I wonder if it's better to simply return here and let it crash with a selection error? The problem with llvm_unreachable I think is that for a release build it will be a nop and will silently do the wrong thing.

4750

This is just a thought so feel free to ignore it if you think it makes things worse! But I wondered if you could avoiding passing the TileNum here, since you're already passing in the Node anyway. That way in SelectMultiVectorMove you could do:

unsigned TileNum = 0;
if (BaseReg != AArch64::ZA)
  TileNum = cast<ConstantSDNode>(Node->getOperand(2))->getZExtValue();
llvm/lib/Target/AArch64/SMEInstrFormats.td
814

This wasn't mentioned in the commit message, but it looks like you're simplifying the patterns here because you can always use tileslice to get you base + offset, even if offset = 0? It's a nice clean-up!

llvm/test/CodeGen/AArch64/sme2-intrinsics-extract-mova.ll
97

This add doesn't seem to 'add' any value, if you excuse the pun. :) And the same thing for the other 64-bit variants.

287

Again, more adds of 0 here.

llvm/test/CodeGen/AArch64/sme2-intrinsics-insert-mova.ll
111

Again, could you remove the adds of 0 from this test file too?

kmclaughlin marked 9 inline comments as done.
kmclaughlin edited the summary of this revision. (Show Details)
  • Renamed the intrinsic class names in IntrinsicsAArch64.td to SME2_Matrix_TileVector*/SME2_ZA_ArrayVector*
  • Changed SelectSMETile to remove extra braces & fix indentation
  • Replaced the llvm_unreachable in SelectMultiVectorMove with return false
  • Removed adds of zero from tests
llvm/include/llvm/IR/IntrinsicsAArch64.td
2928

I've changed these classes to use the names suggested above as I think they are more accurate.

llvm/lib/Target/AArch64/SMEInstrFormats.td
814

Yes, this can be removed because offsets of 0 are handled by tileslice. I've added a note to the commit message about this change too :)

Rebased patch.

Thanks for addressing my many review comments! It's almost perfect. :)

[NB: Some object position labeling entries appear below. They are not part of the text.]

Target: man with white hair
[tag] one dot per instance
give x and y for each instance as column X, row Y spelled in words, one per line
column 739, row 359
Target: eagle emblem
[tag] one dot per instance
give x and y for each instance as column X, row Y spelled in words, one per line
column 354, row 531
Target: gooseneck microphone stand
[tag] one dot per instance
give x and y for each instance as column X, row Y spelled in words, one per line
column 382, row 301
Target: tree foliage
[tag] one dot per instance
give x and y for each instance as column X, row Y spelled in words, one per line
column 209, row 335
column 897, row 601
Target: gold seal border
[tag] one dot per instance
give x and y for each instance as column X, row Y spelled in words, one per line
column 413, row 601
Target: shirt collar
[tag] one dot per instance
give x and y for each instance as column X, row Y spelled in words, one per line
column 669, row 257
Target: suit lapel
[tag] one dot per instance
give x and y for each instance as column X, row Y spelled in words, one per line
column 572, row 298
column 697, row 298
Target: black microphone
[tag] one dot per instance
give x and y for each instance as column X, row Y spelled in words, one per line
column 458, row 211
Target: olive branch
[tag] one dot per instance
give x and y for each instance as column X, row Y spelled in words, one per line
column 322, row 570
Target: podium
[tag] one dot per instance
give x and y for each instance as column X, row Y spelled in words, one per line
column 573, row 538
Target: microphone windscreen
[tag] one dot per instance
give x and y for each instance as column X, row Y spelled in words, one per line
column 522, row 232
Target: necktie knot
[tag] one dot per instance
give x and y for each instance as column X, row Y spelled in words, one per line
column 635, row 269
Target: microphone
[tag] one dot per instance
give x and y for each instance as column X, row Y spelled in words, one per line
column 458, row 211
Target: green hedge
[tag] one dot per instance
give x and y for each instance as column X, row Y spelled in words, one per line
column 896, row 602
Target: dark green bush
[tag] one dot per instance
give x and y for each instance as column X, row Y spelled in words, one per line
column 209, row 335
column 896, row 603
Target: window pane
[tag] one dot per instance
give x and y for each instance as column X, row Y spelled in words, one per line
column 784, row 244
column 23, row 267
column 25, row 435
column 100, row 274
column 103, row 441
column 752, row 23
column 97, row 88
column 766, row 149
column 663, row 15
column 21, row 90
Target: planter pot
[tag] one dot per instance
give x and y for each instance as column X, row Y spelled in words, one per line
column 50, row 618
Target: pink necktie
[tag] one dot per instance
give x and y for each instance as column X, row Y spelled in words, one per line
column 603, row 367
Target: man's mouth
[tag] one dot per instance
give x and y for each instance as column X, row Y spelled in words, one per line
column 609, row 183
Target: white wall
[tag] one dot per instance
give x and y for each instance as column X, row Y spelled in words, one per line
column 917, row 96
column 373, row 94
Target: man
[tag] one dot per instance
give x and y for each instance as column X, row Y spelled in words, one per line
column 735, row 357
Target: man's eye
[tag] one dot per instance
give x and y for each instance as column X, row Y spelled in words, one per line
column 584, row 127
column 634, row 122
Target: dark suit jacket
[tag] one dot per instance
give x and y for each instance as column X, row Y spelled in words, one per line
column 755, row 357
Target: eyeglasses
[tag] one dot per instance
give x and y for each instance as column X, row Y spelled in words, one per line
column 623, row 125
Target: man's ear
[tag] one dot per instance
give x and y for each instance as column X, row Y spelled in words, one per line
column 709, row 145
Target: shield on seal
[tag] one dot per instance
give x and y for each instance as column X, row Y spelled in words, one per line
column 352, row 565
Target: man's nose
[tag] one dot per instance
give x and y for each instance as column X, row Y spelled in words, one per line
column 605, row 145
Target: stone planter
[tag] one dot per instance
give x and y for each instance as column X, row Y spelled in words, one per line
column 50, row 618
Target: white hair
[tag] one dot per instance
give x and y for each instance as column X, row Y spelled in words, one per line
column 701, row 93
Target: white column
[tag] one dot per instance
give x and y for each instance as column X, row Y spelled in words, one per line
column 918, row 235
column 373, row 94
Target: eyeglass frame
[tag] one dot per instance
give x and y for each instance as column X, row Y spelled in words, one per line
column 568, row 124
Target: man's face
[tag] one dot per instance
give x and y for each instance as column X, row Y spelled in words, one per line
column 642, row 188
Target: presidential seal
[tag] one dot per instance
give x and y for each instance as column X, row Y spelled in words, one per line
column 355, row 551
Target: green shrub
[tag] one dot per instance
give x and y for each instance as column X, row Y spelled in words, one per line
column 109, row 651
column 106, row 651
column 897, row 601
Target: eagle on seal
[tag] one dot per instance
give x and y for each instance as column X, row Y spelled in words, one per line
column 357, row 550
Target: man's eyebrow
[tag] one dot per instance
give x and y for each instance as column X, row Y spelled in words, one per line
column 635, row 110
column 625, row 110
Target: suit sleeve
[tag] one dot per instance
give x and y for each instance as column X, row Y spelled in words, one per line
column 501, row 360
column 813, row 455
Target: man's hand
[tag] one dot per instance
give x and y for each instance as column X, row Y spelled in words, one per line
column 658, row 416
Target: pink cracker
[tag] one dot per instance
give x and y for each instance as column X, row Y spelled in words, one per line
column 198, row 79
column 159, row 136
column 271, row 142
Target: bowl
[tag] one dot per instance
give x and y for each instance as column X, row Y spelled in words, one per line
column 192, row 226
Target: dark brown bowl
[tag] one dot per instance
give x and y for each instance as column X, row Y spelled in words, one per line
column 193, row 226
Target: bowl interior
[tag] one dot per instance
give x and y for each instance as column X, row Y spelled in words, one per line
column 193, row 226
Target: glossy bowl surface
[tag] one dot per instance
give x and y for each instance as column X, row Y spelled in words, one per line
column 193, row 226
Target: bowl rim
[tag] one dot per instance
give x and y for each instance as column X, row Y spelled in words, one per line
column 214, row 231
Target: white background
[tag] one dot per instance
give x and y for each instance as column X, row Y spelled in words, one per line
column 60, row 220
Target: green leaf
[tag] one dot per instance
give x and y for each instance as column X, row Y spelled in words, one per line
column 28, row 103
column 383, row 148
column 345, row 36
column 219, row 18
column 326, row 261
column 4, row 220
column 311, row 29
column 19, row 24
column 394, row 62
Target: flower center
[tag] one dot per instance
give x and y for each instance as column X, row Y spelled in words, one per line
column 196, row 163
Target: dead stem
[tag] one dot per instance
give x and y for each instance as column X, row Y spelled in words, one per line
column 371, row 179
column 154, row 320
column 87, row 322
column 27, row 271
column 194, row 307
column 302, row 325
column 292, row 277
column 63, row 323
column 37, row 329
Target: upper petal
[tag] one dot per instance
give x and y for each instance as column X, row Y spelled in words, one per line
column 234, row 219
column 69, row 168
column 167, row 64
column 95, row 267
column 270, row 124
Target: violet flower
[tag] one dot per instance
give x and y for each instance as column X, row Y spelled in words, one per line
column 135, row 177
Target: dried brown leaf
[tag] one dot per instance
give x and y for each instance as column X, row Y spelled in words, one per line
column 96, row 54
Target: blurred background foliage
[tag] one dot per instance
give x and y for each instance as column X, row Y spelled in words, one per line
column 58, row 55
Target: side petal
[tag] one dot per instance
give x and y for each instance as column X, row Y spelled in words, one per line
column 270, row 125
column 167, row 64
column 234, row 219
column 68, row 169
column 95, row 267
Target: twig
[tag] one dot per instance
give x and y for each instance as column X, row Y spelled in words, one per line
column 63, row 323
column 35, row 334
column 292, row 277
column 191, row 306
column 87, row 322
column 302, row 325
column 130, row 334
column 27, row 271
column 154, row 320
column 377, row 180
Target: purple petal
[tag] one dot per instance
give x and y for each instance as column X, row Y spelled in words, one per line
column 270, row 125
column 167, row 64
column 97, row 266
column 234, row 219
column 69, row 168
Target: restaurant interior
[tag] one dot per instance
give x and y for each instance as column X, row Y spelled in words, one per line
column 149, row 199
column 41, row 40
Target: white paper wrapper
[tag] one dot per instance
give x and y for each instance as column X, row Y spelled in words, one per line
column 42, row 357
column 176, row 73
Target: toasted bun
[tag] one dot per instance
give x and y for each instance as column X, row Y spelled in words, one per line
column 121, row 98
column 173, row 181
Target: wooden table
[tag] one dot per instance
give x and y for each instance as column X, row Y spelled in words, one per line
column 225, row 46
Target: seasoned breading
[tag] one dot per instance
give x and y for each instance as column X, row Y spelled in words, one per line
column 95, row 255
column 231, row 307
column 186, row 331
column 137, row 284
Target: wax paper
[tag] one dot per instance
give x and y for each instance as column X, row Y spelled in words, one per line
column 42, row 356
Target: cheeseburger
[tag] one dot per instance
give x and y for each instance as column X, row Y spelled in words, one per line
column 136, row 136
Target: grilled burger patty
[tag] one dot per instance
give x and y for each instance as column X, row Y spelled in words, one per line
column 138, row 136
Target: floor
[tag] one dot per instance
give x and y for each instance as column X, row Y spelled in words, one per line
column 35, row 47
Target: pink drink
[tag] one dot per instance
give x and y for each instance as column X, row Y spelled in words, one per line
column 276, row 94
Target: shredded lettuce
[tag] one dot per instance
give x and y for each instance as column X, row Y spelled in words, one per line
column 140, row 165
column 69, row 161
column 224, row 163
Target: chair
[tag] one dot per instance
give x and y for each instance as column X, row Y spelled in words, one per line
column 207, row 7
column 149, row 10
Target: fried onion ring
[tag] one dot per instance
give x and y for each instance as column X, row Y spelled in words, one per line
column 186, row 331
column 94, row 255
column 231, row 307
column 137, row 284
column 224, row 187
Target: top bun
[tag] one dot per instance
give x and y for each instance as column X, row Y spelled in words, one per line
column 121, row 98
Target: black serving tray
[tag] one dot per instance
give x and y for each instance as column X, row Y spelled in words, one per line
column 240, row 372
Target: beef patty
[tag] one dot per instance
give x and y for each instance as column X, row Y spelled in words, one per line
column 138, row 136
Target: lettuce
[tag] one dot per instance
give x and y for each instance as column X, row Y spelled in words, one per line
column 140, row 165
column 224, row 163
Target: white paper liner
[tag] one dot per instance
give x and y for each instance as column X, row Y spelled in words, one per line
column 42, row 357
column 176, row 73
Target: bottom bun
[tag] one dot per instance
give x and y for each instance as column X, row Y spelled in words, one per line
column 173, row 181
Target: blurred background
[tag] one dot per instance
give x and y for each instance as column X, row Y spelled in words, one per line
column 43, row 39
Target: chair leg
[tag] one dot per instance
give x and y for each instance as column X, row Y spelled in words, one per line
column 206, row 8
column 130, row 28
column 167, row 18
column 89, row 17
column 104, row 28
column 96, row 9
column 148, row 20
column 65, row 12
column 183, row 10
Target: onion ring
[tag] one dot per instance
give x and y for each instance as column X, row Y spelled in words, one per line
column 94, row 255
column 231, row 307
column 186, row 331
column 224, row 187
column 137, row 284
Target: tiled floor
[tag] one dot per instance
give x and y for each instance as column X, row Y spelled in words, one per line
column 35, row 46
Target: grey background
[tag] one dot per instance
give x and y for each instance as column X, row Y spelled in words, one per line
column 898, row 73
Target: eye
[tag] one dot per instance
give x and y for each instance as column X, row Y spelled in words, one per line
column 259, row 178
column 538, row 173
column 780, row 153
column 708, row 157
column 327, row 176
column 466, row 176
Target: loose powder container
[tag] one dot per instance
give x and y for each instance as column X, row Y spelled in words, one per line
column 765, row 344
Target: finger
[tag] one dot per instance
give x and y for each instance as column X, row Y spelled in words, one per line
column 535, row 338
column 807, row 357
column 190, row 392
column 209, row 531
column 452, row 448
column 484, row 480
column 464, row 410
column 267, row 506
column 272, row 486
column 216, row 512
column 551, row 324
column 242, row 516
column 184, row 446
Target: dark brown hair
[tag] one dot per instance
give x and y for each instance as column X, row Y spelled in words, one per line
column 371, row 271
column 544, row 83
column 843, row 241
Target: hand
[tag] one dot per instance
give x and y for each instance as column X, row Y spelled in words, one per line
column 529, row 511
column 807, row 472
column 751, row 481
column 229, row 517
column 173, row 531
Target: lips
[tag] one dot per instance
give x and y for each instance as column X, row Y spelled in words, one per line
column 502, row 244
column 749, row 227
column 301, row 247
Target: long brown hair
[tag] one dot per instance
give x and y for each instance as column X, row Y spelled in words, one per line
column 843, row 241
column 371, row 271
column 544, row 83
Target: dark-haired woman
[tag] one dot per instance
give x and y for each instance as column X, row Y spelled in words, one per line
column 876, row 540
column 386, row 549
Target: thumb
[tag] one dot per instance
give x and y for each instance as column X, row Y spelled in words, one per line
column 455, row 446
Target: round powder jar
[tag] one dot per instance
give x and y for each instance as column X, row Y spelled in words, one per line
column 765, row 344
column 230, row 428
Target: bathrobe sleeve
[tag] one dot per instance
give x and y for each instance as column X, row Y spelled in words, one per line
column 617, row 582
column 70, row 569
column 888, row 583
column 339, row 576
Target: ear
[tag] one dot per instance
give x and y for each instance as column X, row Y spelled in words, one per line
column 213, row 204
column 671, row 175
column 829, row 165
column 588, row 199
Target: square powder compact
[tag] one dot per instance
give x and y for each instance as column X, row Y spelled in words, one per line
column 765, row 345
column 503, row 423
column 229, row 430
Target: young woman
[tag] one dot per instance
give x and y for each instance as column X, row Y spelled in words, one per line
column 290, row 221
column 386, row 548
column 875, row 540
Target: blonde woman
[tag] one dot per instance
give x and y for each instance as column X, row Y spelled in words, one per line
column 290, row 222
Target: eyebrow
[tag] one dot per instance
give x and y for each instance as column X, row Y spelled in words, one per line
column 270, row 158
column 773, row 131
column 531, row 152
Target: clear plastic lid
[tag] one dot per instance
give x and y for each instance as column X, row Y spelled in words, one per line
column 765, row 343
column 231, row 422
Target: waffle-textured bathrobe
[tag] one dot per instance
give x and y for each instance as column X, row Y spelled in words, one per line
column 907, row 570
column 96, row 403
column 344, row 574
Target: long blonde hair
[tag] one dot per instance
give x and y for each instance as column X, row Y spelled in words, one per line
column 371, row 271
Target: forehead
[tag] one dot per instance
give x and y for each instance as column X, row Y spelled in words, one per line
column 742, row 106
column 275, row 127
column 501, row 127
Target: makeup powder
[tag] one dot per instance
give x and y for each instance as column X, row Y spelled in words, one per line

llvm/test/CodeGen/AArch64/sme2-intrinsics-insert-mova.ll
537

For the vector to array writes I think we can test non-zero slices here too similar to @za_read_vg1x4_f64?

i.e.

%slice.7 = add i32 %slice, 7
call void @llvm.aarch64.sme.write.vg1x4.nxv2i64(i32 %slice.7, <vscale x 2 x i64> %za1, <vscale x 2 x i64> %za2, <vscale x 2 x i64> %za3, <vscale x 2 x i64> %za4)
kmclaughlin marked an inline comment as done.
  • Added multi-vector to ZA intrinsic tests with non-zero slices
david-arm accepted this revision.Jan 24 2023, 7:28 AM

LGTM! Merci beaucoup. :)

This revision is now accepted and ready to land.Jan 24 2023, 7:28 AM
This revision was landed with ongoing or failed builds.Jan 25 2023, 3:34 AM
This revision was automatically updated to reflect the committed changes.